BUFFALO, N.Y. (WKBW) — "I have zero tolerance for any abusive behavior criminal act by any of the clergy, and certainly towards a minor and towards an adult,"
Bishop of Buffalo Michael William Fisher announced, in conjunction with the Movement to Restore Trust, how the diocese will be looking to help move the clergy forward following years of sexual abuse cases. Those cases lead to the declaration of bankruptcy last February.
"There are issues that we need to confront in the days and weeks ahead and that is something that I cannot do alone," Bishop Fisher said.

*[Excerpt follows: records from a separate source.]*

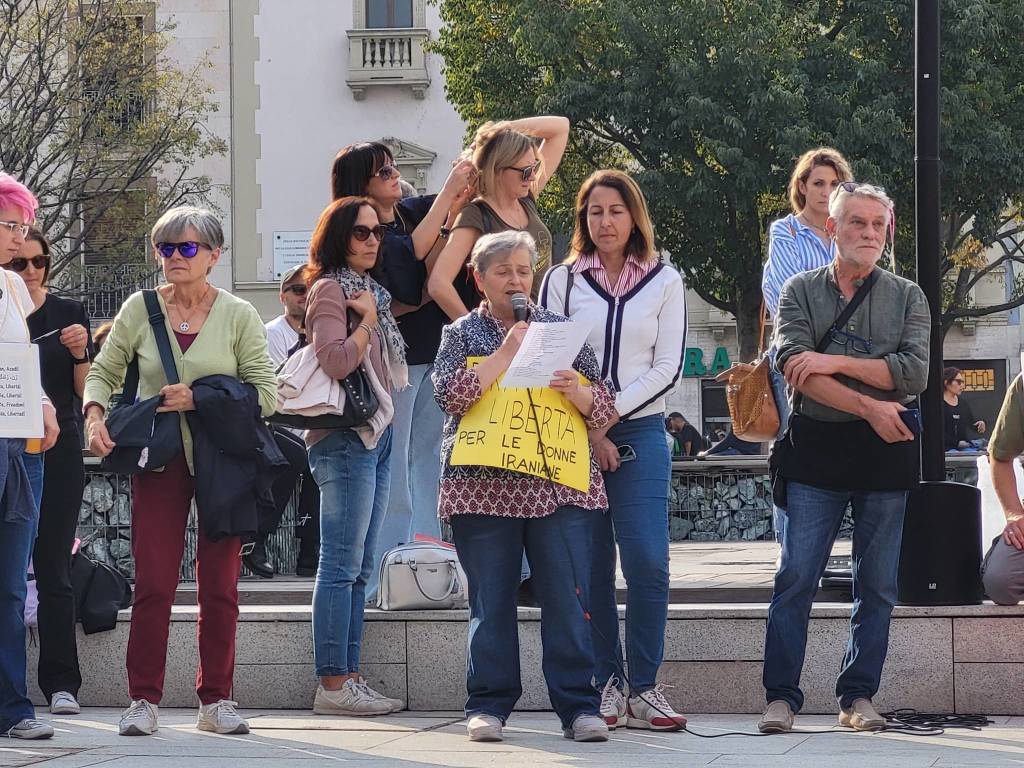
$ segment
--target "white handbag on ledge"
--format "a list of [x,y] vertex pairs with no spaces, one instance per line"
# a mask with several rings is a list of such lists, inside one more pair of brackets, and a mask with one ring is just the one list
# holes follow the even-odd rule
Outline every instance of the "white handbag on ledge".
[[377,607],[432,610],[469,605],[466,572],[450,545],[433,541],[401,544],[381,558]]

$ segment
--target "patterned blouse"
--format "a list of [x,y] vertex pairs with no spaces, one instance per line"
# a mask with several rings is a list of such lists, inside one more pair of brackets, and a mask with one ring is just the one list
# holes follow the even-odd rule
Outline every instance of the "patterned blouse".
[[[539,323],[565,323],[561,314],[530,303],[530,318]],[[597,459],[591,453],[590,492],[584,493],[542,477],[507,469],[481,466],[452,466],[462,415],[483,394],[476,372],[467,369],[469,357],[497,351],[505,340],[505,328],[487,308],[486,302],[451,326],[441,334],[432,374],[434,397],[447,414],[441,440],[441,487],[438,513],[441,519],[453,515],[496,515],[498,517],[545,517],[558,507],[606,509],[608,498]],[[614,396],[601,381],[601,369],[590,344],[584,345],[572,368],[592,382],[594,411],[585,419],[588,428],[600,429],[614,415]]]

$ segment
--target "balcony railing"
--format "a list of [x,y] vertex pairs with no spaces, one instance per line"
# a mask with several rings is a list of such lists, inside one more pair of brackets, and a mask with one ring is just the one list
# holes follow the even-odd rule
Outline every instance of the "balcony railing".
[[430,85],[423,45],[429,37],[425,29],[349,30],[348,78],[356,100],[366,97],[373,85],[400,85],[423,98]]
[[111,319],[135,291],[156,285],[150,264],[89,264],[82,273],[83,302],[93,321]]

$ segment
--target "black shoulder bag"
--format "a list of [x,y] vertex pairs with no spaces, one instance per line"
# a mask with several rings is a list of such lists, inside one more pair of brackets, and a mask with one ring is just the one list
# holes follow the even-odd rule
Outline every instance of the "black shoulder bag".
[[[351,336],[354,329],[359,327],[358,321],[353,325],[351,310],[347,313],[348,331]],[[308,343],[305,333],[299,334],[298,343],[292,347],[290,352],[295,354],[299,349]],[[348,376],[339,381],[345,390],[345,409],[342,414],[322,414],[321,416],[299,416],[298,414],[272,414],[267,418],[271,425],[292,427],[293,429],[350,429],[366,424],[377,413],[380,408],[380,400],[374,391],[370,378],[364,370],[364,366],[373,365],[369,361],[360,362]],[[284,367],[284,364],[282,364]],[[280,369],[279,369],[280,371]]]
[[[174,366],[171,342],[164,325],[164,311],[160,308],[157,292],[142,291],[150,326],[164,364],[168,384],[177,384],[178,371]],[[117,474],[137,474],[164,467],[181,453],[181,418],[175,411],[157,413],[163,402],[162,395],[135,401],[138,390],[138,356],[128,364],[124,390],[117,406],[106,416],[106,431],[115,443],[114,451],[103,457],[100,467]]]
[[[828,327],[824,336],[818,339],[818,343],[814,346],[815,352],[818,352],[819,354],[823,352],[828,347],[828,341],[831,337],[833,331],[838,331],[846,326],[846,324],[850,321],[850,317],[853,316],[857,307],[861,305],[867,297],[867,294],[871,292],[871,287],[874,285],[876,276],[877,270],[871,270],[871,273],[867,275],[860,288],[857,289],[857,293],[855,293],[853,298],[850,299],[850,303],[846,305],[846,308],[840,312],[840,315],[836,318],[831,326]],[[793,414],[790,416],[791,421],[797,415],[797,408],[799,407],[800,399],[801,396],[798,392],[797,396],[794,397]],[[792,449],[793,443],[790,441],[790,425],[786,425],[785,434],[772,443],[771,453],[768,457],[768,476],[771,480],[772,501],[779,509],[785,509],[788,504],[788,498],[785,490],[785,478],[781,475],[781,469],[785,463],[787,455],[792,453]]]

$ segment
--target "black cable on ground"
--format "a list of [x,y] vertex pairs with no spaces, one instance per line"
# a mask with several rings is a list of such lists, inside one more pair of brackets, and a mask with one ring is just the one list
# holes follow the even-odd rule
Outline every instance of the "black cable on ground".
[[886,730],[912,733],[919,736],[941,736],[947,728],[963,728],[980,731],[993,721],[984,715],[954,715],[951,712],[918,712],[916,710],[893,710],[883,712]]

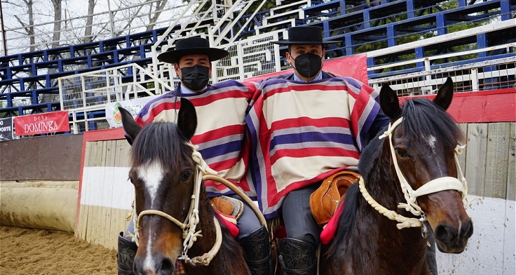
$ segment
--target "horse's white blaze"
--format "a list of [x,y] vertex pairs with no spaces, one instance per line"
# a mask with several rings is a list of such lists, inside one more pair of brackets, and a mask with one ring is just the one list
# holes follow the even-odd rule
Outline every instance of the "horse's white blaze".
[[427,139],[427,143],[430,146],[430,148],[432,150],[432,155],[435,157],[435,163],[438,166],[438,169],[441,173],[441,176],[443,176],[442,170],[441,169],[441,165],[439,162],[438,160],[437,160],[437,153],[436,153],[436,143],[437,142],[437,139],[436,139],[436,137],[433,135],[429,135],[428,138]]
[[147,165],[138,167],[138,177],[145,183],[145,188],[149,192],[152,208],[154,206],[158,189],[163,179],[163,168],[158,162],[152,162]]

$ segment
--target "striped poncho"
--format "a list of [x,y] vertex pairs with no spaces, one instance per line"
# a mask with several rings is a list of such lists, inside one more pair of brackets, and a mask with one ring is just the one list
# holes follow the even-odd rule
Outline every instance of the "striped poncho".
[[356,169],[380,107],[377,91],[349,78],[272,79],[259,91],[246,116],[253,144],[250,173],[268,219],[278,214],[289,192]]
[[[249,144],[244,138],[246,113],[256,91],[254,83],[235,80],[208,85],[201,93],[179,94],[179,89],[149,102],[136,118],[140,125],[153,122],[176,122],[181,105],[180,97],[195,107],[197,126],[192,143],[217,175],[240,187],[249,197],[256,197],[253,186],[246,179]],[[231,194],[223,184],[205,183],[211,197]]]

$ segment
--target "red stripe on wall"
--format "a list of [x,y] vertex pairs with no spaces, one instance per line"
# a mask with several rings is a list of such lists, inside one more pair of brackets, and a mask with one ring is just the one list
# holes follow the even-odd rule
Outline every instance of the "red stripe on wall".
[[[435,96],[407,96],[400,101]],[[516,88],[455,93],[447,111],[459,123],[516,122]]]

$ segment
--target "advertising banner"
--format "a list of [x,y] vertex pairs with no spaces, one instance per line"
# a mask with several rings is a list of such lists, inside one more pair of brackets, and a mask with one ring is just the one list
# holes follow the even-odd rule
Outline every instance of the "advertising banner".
[[58,111],[14,118],[14,132],[18,136],[69,131],[68,111]]
[[0,119],[0,142],[14,139],[12,129],[12,118]]
[[122,107],[129,111],[133,118],[138,116],[140,111],[145,106],[147,102],[151,101],[159,96],[147,96],[131,99],[130,100],[122,100],[116,102],[106,104],[106,120],[111,127],[122,126],[122,116],[120,116],[118,108]]

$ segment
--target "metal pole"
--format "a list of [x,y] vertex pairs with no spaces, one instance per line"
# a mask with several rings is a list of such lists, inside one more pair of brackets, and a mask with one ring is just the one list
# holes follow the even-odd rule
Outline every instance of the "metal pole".
[[7,56],[7,40],[6,39],[6,28],[3,26],[3,9],[2,1],[0,1],[0,24],[2,28],[2,43],[3,43],[3,55]]
[[111,38],[115,38],[115,23],[113,12],[111,10],[111,0],[107,0],[107,9],[109,10],[109,25],[111,26]]

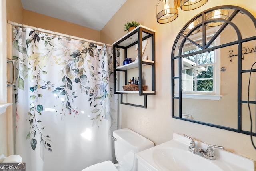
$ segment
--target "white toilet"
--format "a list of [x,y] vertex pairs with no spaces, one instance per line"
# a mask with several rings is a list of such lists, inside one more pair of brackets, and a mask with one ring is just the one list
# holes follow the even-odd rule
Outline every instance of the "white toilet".
[[153,142],[128,128],[114,131],[115,155],[118,163],[108,161],[86,167],[82,171],[136,171],[135,154],[154,146]]

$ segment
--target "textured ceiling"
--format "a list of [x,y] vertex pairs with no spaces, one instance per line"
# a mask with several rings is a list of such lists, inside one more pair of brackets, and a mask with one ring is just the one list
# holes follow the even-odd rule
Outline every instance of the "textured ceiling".
[[126,0],[21,0],[23,8],[100,30]]

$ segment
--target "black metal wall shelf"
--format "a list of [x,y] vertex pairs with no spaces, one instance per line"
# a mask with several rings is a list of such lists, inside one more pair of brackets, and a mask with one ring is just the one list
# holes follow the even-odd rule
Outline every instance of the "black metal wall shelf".
[[[125,65],[116,67],[116,60],[114,60],[114,78],[116,78],[117,72],[124,72],[124,84],[127,84],[127,73],[130,69],[138,68],[138,71],[139,82],[143,83],[143,68],[145,66],[151,66],[152,90],[142,91],[142,84],[139,84],[138,91],[125,91],[118,90],[116,86],[116,80],[114,79],[114,93],[120,94],[121,103],[126,105],[136,106],[144,108],[147,108],[147,97],[150,95],[155,95],[155,31],[146,27],[140,25],[135,29],[127,33],[113,44],[114,56],[116,56],[116,48],[123,49],[124,50],[124,58],[128,57],[127,49],[138,44],[138,62],[134,62]],[[142,41],[147,39],[151,38],[151,60],[142,59]],[[144,105],[138,105],[124,102],[123,94],[128,93],[138,93],[139,95],[144,95]]]

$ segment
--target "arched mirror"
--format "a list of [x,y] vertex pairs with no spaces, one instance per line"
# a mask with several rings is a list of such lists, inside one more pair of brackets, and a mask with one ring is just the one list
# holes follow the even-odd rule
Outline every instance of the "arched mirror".
[[250,12],[225,6],[199,14],[172,48],[172,117],[249,134],[250,113],[256,135],[256,62]]

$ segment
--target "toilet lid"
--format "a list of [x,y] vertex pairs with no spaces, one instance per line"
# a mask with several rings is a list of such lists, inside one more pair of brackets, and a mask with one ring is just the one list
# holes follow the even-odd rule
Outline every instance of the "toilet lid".
[[82,171],[118,171],[117,169],[110,160],[92,165]]

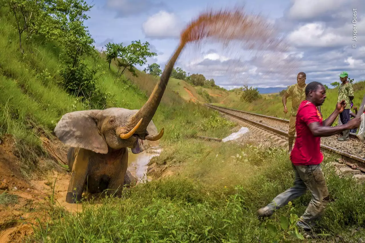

The Bishop says those issues will be confronted through new initiatives. The diocese will group parishes together in "families" looking to increase participation and changing the way Catholic education is done. This "Road to Renewal" will look to strengthen parish life, Catholic education and other ministries in the diocese with a short-term goal of identifying their immediate needs and helping to revitalize parishes in the post-pandemic period.
What was not address, was how the diocese will assure the clergy that the sexual abuse and resulting cover ups will never happen again.
"They spent all of this time trying to establish a road to renewal and to build trust when they still haven't done anything to address the problem that put them in this very place," Kevin Koscielniak, founder of Buffalo Survivors Group, said.
Koscielniak believes that the diocese is hiding behind the bankruptcy announcement, which was done to pay sexual abuse survivors restitution.
"The people of Buffalo don't believe that just because this bankruptcy is going on the problem is being fixed its not," Koscielniak said.
Buffalo Survivors Group says they hope to have more conversation with the diocese in the future. As for the diocese, they say their initiative's could take a few years to get up and running.